Enfin je vis entrer un vieillard pâle et sec, que je reconnus pour nouvelliste avant qu’il se fût assis ; il n’était pas du nombre de ceux qui ont une assurance victorieuse contre tous les revers, et présagent toujours les victoires et les trophées ; c’était, au contraire, un de ces trembleurs qui n’ont que des nouvelles tristes. Les affaires vont bien mal du côté d’Espagne, dit-il ; nous n’avons point de cavalerie sur la frontière, et il est à craindre que le prince Pio, qui a un gros corps, ne fasse contribuer tout le Languedoc. Il y avait vis-à-vis de moi un philosophe assez mal en ordre qui prenait le nouvelliste en pitié, et haussait les épaules à mesure que l’autre haussait la voix.

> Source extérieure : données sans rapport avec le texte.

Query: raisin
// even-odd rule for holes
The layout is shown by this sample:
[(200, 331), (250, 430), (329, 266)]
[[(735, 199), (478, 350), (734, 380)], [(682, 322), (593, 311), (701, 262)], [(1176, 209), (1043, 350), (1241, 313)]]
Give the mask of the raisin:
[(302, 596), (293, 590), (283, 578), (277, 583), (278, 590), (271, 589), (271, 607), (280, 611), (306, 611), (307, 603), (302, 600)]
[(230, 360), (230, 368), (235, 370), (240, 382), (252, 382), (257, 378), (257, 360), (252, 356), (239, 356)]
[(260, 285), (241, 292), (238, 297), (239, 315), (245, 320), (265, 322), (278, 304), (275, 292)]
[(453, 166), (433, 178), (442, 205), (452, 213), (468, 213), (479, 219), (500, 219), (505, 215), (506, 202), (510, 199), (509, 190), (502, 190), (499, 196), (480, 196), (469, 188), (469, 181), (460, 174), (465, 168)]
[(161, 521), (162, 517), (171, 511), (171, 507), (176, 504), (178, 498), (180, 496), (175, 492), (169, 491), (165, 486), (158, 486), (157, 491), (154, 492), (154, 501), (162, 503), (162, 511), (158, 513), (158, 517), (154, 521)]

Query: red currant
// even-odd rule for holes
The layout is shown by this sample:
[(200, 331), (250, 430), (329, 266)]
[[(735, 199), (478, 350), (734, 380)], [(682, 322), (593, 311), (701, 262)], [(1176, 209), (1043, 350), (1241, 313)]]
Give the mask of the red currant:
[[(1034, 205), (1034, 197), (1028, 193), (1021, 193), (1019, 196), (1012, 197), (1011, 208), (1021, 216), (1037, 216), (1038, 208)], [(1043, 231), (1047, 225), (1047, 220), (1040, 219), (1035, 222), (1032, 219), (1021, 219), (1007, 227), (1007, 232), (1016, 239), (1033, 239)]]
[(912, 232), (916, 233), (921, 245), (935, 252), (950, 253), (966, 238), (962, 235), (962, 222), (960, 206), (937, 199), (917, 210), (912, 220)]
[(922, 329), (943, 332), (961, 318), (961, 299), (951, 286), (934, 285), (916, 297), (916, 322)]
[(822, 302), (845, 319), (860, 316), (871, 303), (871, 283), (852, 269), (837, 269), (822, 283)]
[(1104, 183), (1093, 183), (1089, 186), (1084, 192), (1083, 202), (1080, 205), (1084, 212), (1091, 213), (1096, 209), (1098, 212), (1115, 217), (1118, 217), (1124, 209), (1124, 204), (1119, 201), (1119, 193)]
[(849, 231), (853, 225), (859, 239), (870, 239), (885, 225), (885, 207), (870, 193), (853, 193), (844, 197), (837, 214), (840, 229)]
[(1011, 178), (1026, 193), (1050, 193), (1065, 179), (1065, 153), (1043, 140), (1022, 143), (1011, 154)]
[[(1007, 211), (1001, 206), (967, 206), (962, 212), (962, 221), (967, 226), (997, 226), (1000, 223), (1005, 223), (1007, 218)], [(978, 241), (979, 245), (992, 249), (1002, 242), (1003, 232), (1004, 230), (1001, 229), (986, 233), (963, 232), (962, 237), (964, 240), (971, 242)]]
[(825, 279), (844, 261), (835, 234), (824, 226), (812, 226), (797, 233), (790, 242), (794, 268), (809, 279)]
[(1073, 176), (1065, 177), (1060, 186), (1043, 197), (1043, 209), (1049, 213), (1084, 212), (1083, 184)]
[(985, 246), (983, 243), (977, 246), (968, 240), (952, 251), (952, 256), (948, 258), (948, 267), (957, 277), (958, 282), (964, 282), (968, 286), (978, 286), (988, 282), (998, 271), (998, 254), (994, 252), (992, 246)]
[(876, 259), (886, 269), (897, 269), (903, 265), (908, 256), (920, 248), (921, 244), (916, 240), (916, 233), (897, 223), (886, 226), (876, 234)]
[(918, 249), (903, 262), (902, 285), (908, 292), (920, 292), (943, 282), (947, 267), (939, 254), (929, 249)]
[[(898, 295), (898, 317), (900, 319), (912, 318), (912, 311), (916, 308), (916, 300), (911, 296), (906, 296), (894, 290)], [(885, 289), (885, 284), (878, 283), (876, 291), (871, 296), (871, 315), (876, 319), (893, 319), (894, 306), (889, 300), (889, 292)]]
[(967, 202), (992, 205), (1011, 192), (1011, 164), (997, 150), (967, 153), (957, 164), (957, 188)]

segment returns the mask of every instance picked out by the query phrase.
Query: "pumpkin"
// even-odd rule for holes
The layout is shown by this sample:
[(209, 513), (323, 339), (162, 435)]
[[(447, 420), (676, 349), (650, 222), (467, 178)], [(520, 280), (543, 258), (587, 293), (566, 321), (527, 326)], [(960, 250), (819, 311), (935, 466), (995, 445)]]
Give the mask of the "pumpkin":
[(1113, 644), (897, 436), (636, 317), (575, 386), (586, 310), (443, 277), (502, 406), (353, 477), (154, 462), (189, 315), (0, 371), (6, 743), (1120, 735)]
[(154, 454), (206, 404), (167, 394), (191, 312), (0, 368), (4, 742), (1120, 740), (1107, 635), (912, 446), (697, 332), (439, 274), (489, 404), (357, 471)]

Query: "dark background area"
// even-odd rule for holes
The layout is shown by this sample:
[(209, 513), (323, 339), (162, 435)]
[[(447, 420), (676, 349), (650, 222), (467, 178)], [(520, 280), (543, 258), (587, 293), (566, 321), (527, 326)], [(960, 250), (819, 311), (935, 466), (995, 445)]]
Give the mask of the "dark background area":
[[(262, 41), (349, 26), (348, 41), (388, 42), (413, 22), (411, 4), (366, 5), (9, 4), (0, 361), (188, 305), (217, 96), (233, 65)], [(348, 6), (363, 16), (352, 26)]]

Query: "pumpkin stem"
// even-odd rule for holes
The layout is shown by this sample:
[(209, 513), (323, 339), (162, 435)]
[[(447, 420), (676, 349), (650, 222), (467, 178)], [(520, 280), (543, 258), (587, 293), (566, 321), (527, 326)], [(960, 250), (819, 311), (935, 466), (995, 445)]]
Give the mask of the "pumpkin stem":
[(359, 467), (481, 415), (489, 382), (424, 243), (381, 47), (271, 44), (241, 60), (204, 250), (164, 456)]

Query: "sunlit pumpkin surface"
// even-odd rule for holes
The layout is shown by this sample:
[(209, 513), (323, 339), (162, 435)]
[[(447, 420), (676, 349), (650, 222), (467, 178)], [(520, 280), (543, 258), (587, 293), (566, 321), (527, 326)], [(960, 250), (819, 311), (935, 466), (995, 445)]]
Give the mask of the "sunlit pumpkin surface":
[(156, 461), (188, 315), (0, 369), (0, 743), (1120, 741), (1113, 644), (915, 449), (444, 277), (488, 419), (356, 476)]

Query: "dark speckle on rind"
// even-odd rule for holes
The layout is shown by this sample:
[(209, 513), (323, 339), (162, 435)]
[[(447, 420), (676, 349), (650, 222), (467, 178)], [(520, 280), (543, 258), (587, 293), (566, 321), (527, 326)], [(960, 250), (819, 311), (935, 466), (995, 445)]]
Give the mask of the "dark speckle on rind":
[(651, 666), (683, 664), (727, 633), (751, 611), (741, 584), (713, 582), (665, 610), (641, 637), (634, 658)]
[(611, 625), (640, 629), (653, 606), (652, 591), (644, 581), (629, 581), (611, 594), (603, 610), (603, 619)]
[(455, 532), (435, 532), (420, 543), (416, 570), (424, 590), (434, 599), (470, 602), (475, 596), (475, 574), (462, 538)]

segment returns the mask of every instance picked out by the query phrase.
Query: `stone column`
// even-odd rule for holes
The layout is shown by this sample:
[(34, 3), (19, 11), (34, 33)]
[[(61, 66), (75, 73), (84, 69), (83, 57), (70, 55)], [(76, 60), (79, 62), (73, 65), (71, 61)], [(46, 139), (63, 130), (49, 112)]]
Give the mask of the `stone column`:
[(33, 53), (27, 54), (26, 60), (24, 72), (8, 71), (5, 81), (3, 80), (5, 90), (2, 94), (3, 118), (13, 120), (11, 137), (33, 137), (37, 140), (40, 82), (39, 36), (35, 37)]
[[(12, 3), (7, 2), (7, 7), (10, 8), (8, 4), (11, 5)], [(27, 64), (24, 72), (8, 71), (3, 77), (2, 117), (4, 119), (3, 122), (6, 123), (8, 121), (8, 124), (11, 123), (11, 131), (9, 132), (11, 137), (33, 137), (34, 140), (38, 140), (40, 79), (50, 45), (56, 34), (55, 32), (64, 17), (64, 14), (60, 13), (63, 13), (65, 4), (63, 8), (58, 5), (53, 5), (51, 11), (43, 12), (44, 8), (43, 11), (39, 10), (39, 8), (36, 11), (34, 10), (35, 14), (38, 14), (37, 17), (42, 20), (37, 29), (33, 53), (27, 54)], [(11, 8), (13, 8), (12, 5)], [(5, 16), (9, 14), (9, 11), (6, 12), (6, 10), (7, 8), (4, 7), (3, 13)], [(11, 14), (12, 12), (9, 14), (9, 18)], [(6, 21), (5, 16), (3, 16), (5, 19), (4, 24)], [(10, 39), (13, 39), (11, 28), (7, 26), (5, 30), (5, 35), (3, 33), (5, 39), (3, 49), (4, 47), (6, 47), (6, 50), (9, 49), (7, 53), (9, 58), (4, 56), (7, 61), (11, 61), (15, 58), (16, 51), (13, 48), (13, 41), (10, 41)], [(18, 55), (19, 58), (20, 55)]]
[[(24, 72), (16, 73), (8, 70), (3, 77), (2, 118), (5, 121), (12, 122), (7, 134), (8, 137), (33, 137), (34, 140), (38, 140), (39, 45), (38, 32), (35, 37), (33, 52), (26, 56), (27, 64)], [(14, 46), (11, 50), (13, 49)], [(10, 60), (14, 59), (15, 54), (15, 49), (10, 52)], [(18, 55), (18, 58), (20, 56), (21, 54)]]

Je m’approchai de lui, et il me dit à l’oreille : Vous voyez que ce fat nous entretient, il y a une heure, de sa frayeur pour le Languedoc ; et moi, j’aperçus hier au soir une tache dans le soleil, qui, si elle augmentait, pourrait faire tomber toute la nature en engourdissement, et je n’ai pas dit un seul mot.

De Paris, le 17 de la lune de rhamazan, 1719.